This is an interesting transnational kung fu flick displaying unlike most chinese produced kung fu flicks a more positive view on western foreigners coming into China than most. Chinese-produced kung fu flicks do. Chinese cinema especially nowadays are keen on upholding the dicotomy of : domestic:GOOOOOOD, foreign:BAAAAD. But RZA´s kung fu homage on old Shaw Brothers movies is much more fresh in its approach on ethniticity. Maybe it has to do that it is part of the directors approach. Black people has been traditionally oppressed and its history as well. It is time for a fresher, more non-racial kung fu movie. And I love it for that.
Man, I love Fist Of Fury, Once Upon a Time in China Ip Man and all that. But man do those movies, with scales of differences of course, more or less project a more protectionistic and hostile approach to foriegn influence on the chinese heritage. Especially Once Upon a Time in China were its folk hero Wong fei Hung defeats evil foreigners. Here an english colonial, an american black immigrant and the son of the murdered leader of the lion Clan teams up . I like how their motives intertwine to take down the corrupt Silver Lion.

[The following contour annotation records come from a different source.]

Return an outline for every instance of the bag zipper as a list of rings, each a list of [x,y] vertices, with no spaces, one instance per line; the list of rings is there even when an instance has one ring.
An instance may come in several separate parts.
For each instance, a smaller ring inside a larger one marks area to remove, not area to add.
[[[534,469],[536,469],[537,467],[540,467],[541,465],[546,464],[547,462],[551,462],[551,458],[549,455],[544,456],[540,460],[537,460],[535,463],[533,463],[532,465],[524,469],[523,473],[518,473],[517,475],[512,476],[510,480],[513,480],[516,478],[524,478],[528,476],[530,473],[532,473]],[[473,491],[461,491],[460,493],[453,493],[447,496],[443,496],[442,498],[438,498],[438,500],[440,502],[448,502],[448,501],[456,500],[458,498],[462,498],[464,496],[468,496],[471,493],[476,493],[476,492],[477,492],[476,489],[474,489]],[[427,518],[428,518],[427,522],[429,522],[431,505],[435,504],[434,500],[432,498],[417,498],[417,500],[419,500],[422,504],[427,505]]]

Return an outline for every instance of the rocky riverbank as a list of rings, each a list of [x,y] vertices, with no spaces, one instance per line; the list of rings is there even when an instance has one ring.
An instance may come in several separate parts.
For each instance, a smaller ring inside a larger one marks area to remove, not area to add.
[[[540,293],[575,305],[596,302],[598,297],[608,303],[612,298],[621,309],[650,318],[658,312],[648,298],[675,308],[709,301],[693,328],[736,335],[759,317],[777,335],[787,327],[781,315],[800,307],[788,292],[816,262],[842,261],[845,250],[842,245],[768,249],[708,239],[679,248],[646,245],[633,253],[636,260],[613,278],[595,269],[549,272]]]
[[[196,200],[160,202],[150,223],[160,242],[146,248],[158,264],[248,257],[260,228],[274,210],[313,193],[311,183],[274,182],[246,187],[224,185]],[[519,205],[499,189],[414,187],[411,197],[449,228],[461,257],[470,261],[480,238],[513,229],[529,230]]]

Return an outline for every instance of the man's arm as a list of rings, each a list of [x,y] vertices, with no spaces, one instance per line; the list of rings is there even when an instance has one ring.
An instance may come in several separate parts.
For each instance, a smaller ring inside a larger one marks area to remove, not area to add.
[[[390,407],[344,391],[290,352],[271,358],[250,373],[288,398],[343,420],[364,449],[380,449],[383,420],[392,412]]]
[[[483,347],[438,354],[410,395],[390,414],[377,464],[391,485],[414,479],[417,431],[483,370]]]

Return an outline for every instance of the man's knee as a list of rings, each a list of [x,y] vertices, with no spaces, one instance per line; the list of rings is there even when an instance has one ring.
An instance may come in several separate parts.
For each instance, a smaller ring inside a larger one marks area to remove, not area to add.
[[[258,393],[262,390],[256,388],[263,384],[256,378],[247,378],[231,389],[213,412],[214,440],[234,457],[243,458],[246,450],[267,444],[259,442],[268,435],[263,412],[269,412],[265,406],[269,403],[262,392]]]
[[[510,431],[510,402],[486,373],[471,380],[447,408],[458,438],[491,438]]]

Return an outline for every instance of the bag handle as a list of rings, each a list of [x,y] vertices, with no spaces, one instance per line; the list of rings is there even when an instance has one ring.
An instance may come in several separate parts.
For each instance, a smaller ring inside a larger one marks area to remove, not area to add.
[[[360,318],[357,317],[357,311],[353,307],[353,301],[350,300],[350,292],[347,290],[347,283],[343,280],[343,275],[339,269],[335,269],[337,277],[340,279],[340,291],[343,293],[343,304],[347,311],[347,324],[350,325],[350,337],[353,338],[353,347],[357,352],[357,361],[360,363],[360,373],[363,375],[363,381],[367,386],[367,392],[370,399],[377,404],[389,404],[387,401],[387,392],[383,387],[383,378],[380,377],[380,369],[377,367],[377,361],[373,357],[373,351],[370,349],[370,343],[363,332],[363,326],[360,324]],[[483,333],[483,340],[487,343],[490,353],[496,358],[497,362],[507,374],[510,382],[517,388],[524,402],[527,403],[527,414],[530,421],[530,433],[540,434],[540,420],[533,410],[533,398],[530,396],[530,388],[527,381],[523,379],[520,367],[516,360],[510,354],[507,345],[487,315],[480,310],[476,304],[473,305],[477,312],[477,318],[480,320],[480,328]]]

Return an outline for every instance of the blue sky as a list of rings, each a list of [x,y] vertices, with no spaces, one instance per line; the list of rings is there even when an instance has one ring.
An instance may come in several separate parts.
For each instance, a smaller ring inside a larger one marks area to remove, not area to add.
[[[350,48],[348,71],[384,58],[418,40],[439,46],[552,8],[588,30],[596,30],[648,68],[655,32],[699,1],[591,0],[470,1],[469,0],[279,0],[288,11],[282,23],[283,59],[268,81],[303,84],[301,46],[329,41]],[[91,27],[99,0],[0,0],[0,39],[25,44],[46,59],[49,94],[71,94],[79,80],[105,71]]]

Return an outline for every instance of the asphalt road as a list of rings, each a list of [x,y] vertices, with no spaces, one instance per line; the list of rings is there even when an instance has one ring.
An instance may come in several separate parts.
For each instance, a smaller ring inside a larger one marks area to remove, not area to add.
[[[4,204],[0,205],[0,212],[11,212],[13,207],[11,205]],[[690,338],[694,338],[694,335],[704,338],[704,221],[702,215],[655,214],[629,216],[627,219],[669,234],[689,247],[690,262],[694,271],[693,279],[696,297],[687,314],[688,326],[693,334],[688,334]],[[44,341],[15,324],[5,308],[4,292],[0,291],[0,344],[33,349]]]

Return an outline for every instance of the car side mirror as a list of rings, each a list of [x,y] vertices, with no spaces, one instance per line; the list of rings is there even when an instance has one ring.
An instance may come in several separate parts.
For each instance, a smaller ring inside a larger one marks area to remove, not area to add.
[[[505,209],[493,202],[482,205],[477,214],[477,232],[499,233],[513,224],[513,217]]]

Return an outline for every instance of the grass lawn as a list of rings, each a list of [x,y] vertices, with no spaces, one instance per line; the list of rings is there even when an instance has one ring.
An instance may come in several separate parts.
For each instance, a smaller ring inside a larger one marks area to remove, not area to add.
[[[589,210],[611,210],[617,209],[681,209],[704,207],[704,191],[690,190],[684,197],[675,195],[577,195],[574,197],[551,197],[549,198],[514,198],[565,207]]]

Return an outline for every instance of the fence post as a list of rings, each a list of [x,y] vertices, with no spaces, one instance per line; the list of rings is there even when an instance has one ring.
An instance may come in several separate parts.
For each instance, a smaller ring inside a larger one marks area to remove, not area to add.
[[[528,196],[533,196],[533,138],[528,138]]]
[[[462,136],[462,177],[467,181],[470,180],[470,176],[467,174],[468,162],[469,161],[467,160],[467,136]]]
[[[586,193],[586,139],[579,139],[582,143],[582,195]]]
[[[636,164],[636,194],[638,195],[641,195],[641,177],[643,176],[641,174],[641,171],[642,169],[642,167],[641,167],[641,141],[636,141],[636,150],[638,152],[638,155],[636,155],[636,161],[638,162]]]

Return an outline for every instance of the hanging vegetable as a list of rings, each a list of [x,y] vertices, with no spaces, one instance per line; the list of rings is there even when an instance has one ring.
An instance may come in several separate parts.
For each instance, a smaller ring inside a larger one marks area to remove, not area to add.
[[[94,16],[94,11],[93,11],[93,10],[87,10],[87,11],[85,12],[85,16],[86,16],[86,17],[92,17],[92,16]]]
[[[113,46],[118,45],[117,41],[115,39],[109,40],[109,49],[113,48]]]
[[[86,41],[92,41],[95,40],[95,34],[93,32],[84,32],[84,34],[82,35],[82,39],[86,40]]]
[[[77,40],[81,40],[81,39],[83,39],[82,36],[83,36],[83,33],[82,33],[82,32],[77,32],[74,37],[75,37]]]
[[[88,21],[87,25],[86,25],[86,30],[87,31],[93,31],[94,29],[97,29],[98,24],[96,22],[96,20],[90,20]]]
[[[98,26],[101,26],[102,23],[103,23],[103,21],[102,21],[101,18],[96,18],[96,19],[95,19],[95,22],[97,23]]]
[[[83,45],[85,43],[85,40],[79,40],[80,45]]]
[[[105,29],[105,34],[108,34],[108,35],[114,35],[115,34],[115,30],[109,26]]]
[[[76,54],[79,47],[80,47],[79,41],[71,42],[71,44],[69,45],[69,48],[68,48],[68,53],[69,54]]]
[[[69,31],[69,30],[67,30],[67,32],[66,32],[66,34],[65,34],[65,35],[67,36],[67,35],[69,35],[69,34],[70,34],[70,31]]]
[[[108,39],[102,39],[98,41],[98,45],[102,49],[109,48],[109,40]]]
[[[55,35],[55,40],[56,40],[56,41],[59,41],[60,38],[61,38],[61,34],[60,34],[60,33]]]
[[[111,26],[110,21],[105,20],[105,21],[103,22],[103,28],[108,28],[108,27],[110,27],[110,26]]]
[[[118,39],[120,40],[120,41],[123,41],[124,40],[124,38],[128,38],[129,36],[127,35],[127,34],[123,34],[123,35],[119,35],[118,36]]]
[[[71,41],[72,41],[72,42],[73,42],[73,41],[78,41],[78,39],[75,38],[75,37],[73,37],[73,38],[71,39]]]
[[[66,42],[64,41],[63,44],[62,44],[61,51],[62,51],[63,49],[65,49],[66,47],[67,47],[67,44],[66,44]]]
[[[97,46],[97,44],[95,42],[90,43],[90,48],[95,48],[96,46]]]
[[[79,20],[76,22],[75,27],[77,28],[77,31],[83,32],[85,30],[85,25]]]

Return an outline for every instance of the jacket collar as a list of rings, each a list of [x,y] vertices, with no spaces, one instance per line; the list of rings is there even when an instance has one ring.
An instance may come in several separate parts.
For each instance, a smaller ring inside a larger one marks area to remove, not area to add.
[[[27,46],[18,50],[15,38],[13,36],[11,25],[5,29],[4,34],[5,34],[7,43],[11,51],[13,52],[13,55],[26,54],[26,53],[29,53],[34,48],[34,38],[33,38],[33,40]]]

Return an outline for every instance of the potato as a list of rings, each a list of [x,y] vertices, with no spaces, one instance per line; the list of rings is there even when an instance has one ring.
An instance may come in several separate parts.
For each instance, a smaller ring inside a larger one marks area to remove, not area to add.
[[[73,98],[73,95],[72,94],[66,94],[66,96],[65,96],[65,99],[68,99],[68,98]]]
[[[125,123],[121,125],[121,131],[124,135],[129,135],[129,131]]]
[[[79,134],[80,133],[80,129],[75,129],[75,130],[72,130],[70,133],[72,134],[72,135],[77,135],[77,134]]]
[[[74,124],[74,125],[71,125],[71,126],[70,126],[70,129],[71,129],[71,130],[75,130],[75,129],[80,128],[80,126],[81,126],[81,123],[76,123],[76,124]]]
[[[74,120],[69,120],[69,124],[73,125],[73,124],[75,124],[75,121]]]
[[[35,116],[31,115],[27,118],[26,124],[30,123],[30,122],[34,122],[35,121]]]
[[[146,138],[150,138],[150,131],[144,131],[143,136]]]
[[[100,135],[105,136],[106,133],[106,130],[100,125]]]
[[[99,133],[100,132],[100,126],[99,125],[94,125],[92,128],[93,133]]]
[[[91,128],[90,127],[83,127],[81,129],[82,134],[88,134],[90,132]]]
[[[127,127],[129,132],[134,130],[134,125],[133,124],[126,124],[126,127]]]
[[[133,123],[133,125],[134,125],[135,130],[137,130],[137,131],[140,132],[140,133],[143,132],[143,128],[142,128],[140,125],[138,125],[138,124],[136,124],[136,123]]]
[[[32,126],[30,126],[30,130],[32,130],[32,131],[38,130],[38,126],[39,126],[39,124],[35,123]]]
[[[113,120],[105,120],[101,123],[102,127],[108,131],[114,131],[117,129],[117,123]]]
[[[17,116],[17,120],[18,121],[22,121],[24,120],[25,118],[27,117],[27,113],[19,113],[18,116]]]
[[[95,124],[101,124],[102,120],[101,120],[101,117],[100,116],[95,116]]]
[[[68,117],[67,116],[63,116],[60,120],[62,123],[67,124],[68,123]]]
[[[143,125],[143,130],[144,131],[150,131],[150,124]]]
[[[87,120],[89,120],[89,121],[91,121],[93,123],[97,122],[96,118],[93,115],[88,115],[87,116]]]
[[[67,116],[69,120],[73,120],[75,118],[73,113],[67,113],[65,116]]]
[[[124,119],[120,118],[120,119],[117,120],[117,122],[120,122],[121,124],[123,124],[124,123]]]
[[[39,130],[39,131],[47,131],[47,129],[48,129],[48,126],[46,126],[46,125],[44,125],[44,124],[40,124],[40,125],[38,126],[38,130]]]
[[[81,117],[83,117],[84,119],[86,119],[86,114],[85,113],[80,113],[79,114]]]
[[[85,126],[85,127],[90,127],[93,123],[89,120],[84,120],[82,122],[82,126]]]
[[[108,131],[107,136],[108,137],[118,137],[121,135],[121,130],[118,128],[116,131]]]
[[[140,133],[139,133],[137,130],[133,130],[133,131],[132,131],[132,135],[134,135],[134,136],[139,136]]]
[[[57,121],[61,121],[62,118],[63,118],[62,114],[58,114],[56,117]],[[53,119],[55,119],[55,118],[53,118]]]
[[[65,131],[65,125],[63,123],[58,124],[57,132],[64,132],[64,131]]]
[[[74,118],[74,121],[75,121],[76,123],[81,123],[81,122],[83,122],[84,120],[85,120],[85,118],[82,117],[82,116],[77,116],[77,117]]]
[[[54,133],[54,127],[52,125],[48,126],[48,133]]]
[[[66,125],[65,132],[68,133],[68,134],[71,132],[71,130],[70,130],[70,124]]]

The plot is a token Shaw Brothers one, with an overambundance of colourful characters,a complex narrative, lush and elaborate sets and complicated martial arts choreography, but with an amazing ecclectic soundtrack adding to the mix. The framing in the fights are less "stagey" than the usual Hong Kong Cinema compositions, making for much tighter close-ups and intimacy to the fights but is unfortunatly not good enough to rival the long tradition of showcasing the impressive chinese martial arts on screen. On the other hand there are few real practioners on screen so it can be forgiven. Gordon Liu is one of the few, but he just trains RZA not doing any physical stuff himself.
What really is amazing is seeing Russell Crowe in a straight up kung fu movie. He seems to relish the opportunity of a larger than life character and he truly is memorable in this one. He has a gimmick in form of a rotatable knife and it is used admirably. The other actors are also good, RZA as the weaponsmith is central because he gets the iron fists but also the WWE wrestler Batista as a brassbody motherfucker, also a token of the genre but a really menacing and good foe to fight. Rick Yune ( Die another day, Olympus has fallen) plays the lost son who need to get revenge and is good to see in a different role.
Which brings me to the lead villain played by Byron Mann (Belly of the Beast) who I think is a real scene stealer if he gets opportunity to. He does here and he is a tremendous villain. Underrated actor and a great villain.
I think this movie has all the things going for it at this time. It is not an exclusive nationalistic epic kung fu movie like the ones being produced in HK at this very moment but a very transnational one that I feel is a helluva lot better than Ip Man or Legend of the Fist or True Legend. Those movies are nationalistic at their very nature. But The Man with the Iron fists is something else. It has nothing to do with nation, race or colour. It is about the love of a genre. And that is what should really matter.